The goal of Bragg’s research was not to determine if there’s a connection between celebrity endorsements and consumption patterns; those links are already established. For instance, a 2011 Australian study looked at whether 11-year-olds’ cereal-eating habits were affected by athlete endorsements. The conclusion? Kids will usually eat what their idols tell them to.

PSY’s pistachio endorsement stood out as the only endorsement for any kind of fruit, vegetable or other whole or natural food. Ariana Grande backed a bottled water brand, while Chris Brown supported Got Milk?—before the ad got pulled (Beyonce hadn’t inked her watermelon water deal when the study was conducted). Bragg hopes her research could put some pressure on celebs to consider the impact of their endorsements (one wonders if Taylor Swift was moved by the medical community’s harsh disapproval).

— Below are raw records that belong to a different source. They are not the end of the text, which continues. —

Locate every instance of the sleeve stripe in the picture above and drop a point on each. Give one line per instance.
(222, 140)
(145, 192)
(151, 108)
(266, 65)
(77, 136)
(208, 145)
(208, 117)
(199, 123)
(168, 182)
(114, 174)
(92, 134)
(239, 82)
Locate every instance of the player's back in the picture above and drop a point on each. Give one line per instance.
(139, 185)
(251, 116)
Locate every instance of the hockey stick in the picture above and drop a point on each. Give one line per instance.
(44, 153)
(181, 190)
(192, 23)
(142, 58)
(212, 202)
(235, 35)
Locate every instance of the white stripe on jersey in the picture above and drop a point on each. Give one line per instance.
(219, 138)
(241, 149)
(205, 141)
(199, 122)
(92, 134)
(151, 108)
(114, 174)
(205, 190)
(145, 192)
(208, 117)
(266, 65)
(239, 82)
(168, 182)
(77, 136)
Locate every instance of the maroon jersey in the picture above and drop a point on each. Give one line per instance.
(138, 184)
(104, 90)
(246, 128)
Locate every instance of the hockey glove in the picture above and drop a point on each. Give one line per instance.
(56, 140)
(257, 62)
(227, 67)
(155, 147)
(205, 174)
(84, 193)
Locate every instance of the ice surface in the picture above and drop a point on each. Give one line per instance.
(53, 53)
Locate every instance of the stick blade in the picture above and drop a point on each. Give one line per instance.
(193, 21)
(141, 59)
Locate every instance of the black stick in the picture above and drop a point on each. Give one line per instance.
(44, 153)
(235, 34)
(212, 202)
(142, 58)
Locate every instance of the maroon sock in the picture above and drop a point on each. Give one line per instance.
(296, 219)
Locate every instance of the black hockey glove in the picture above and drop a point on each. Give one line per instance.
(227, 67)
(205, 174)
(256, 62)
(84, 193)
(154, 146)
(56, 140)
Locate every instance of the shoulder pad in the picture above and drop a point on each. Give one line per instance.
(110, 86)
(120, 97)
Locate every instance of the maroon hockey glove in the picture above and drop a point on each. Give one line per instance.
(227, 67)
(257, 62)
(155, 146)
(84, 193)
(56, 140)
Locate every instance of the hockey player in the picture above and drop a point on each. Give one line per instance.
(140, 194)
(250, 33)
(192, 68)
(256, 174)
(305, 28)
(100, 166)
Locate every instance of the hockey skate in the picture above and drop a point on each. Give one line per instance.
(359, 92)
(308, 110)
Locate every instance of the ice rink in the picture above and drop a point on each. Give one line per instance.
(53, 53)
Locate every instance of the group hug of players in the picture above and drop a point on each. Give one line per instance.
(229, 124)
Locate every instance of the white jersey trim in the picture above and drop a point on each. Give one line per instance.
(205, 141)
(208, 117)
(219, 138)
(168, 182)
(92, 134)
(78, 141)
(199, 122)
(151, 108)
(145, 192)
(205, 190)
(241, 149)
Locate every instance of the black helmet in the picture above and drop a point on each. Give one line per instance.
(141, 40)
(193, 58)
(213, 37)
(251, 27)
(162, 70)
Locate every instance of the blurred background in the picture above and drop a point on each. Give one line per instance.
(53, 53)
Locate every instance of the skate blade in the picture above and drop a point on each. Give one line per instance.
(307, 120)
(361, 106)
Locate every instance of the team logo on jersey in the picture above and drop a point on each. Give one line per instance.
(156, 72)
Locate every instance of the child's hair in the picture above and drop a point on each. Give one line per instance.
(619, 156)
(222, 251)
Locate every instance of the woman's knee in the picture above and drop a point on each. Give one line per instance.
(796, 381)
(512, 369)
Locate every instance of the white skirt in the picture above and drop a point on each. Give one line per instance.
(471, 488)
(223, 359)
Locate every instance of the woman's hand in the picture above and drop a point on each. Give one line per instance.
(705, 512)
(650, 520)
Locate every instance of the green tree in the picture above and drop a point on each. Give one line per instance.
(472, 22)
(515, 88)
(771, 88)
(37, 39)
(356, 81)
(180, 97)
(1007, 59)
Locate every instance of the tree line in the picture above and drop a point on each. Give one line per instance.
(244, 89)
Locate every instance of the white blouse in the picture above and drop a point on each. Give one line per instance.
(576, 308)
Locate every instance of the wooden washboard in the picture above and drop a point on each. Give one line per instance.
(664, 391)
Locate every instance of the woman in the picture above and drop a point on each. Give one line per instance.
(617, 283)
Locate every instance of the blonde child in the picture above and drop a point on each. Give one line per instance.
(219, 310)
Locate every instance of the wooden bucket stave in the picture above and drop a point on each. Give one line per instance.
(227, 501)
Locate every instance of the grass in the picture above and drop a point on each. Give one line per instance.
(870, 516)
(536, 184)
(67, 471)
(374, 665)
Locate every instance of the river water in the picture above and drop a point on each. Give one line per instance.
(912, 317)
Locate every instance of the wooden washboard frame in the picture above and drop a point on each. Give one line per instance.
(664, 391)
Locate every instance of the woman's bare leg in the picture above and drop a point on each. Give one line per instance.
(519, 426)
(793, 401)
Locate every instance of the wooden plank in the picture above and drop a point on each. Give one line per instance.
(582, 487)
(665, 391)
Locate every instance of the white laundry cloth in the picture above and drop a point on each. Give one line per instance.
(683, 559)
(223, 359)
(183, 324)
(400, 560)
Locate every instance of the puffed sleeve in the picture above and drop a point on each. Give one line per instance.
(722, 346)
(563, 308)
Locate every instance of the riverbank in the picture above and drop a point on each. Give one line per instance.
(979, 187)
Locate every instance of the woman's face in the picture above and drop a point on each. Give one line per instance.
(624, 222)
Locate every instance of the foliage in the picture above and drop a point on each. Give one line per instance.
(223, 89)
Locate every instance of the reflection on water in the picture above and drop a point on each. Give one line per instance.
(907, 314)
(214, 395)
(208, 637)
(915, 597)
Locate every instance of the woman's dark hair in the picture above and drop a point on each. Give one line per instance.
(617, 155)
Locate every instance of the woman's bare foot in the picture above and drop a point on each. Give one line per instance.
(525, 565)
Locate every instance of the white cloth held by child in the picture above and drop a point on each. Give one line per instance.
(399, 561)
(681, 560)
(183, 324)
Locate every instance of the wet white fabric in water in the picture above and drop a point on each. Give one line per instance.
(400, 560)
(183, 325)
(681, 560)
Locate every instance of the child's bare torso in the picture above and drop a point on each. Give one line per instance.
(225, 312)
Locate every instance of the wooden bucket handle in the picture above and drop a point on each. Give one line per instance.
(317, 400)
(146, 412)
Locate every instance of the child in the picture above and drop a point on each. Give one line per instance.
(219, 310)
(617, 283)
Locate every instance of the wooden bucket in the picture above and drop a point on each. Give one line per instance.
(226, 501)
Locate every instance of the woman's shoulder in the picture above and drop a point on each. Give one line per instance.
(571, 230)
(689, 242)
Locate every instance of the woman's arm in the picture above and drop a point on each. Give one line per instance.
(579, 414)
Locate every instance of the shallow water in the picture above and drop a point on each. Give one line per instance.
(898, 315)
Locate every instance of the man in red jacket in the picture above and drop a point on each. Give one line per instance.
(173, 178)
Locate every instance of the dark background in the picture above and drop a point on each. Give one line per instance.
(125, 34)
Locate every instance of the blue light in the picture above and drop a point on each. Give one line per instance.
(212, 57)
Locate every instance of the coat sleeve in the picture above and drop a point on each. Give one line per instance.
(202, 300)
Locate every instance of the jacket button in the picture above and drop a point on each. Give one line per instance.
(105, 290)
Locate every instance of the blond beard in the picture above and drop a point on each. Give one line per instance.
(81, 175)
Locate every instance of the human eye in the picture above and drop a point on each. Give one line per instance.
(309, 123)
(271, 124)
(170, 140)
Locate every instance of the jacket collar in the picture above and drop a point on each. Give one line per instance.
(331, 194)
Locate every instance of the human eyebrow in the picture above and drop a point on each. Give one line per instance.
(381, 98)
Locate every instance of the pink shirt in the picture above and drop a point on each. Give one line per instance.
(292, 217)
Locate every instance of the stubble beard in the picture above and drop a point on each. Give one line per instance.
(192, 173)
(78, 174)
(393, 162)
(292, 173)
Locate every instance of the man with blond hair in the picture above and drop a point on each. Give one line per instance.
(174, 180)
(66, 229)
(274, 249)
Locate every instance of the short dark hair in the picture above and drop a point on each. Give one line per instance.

“Obviously we don’t expect celebrities to only endorse healthy foods, or for people to only consume them,” she says. “But more of a balance would be a big win for public health.”

Perhaps Nick Jonas has a few things to teach his contemporaries—he is the only musician to join Michelle Obama in her celebrity-backed push to eat more vegetables. Named FNV, the campaign aimed to rival big food companies in their advertising tactics.

“You probably never heard about it, though,” Bragg glumly notes. “It barely had any funding.”